The concept of information sharing does not always sit comfortably between sovereign nations. Possibly the strangest element of the ‘5 Eyes’, the five nations with an agreement to share intelligence information, is that, globally there are indeed only five such countries. Whilst the prime focus of national customs authorities is to ‘facilitate legitimate trade’ this phrase, itself, rightly suggests a corresponding responsibility to identify illegitimate trade. Indeed, it is not an exaggeration to say that customs authorities provide the police forces in relation to international trading. Neither is it an exaggeration to say that the best tool that national agencies have in identifying illegitimate transactions is intelligence.
Globally Networked Customs is, simply, about the sharing of information between national customs agencies. For every export, there is an import and for every export customs declaration a corresponding import customs declaration. What should be the difference between these declarations? Well, very little really. The HS commodity code should correspond as should the origin and the description of the goods. Customs Procedure Codes will not be the same but, again will correspond and the value, with certain adjustments at import, should once again correspond. As such, a very obvious innovation would be for an export customs declaration to be transmitted electronically to the customs office of entry to, automatically, become the import declaration (the necessary adjustments can be made automatically). There are several advantages to this approach. Firstly, there would be a reduction in overall documentation – one entry instead of two. Secondly, as long as the exporter has declared a correct value there will be no opportunity for the importer to under-declare as a duty evasion measure or to over-declare to facilitate currency flight and, potential, money laundering.
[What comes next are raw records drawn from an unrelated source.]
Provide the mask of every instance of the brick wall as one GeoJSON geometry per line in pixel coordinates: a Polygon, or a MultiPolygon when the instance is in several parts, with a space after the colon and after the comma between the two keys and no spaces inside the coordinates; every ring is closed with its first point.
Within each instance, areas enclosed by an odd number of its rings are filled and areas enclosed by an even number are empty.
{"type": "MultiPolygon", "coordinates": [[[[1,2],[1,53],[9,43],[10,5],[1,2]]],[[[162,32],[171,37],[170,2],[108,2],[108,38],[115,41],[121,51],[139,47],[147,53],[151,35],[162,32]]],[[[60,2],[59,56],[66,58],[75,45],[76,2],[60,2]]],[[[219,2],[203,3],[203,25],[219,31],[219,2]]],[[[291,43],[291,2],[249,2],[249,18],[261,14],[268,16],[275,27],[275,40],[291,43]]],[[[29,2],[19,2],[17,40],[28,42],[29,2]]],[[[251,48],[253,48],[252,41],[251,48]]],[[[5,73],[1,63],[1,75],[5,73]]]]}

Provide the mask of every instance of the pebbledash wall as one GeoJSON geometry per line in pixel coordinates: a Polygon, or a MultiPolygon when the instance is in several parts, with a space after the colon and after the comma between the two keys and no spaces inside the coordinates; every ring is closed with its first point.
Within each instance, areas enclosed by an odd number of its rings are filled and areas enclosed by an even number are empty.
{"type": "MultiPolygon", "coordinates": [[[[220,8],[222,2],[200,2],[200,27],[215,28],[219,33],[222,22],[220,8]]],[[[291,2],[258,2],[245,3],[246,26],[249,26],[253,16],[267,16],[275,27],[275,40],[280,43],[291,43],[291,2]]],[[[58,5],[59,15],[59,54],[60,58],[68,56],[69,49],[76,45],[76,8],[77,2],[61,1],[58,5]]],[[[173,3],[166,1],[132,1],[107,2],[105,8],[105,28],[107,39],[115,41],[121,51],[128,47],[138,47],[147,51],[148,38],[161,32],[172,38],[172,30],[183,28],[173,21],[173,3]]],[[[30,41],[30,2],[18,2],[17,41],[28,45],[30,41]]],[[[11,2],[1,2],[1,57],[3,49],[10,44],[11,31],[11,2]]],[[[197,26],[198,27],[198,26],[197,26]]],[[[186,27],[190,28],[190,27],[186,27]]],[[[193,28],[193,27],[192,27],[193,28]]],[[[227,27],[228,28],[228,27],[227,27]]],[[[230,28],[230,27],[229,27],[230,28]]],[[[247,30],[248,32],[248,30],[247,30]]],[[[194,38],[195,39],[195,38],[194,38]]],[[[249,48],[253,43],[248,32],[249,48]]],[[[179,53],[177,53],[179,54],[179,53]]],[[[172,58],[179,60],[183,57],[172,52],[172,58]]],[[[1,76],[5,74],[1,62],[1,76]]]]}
Finally, customs authorities would have a much more holistic awareness of the detail of individual transactions and trading partners.
The World Customs Organisation, simply, define Globally Networked Customs as “A standardized way for Customs authorities to exchange information” and describe the scope as “Customs-to-Customs (C2C) information sharing only, including data obtained from commercial sources”. It is envisaged that such arrangements would, mostly, be bilateral although there are occasions where multi-lateral agreements would be more appropriate – for example in the case of Customs Unions. The principle elements of the Globally Networked Customs approach will be a set of Protocols, Standards, and Guidelines for WCO Members to follow, this is very much in accordance with the standard WCO approach. It is envisaged that this approach to GNC will speed up the time between authorities agreeing to an exchange of information arrangement, and implementation of such an arrangement. It should also lower implementation and operation costs. GNC is intended as a voluntary rather than mandatory protocol, customs administrations will still be able to agree one off arrangements if they wish to. An important pre-cursor for a GNC arrangement is that national legislation must allow for the envisaged sharing of information. The GNC approach is designed to conform with the architecture of other instruments, such as the Revised Kyoto Convention, the Data Model and the WCO SAFE Framework of Standards. The concepts of information sharing are also embedded within the articles of the WTO Trade Facilitation Agreement.
The implementation of the scheme is based on utilising a series of ‘Utility Blocks’, each block representing one of the elements of the customs business process and each block being constructed to a standard template of content. For example, there will be specific blocks for transit operations. Authorised Economic operators and commercial fraud. The idea is that the blocks allow Customs authorities to be selective about what business processes and associated information they choose to share with partner authorities. It is also believed this will help to more quickly facilitate networking arrangements
Globally Networked Customs has a two track operational approach. Firstly, the ‘Commercial Track’ consists of systematic transactional exchanges of information, such as customs declarations whilst, secondly, the ‘Enforcement Track’ is more of an intelligence led process, where a customs authority makes a specific request for information to another authority. So, should traders worry? As usual, the answer is they only need worry if they have something to hide! This is rather flippant and importers and exporters may have understandable concerns over confidentially breaches resulting from authorities sharing commercially sensitive information. Security measures must be included in the texts of the agreements and must evidence that each party has equivalent legislation providing the other party with the same levels of information security and protection.
Essentially, Globally Networked Customs has been an aspiration for many years. The pursuit of improved trade facilitation, globally, requires globally implemented solutions, of which the concept of GNC makes complete sense. As to whether it will happen quickly is a separate discussion. As a component of the WTO Trade Facilitation Agreement there should be clearly defined timescales but these may not be realised or, indeed, realistic. Some have argued that Blockchain technology could be a component, indeed the main component, of such a system. Inevitably, any agreements to share information between sovereign nations take time and GNC is probably not a short term priority at the moment.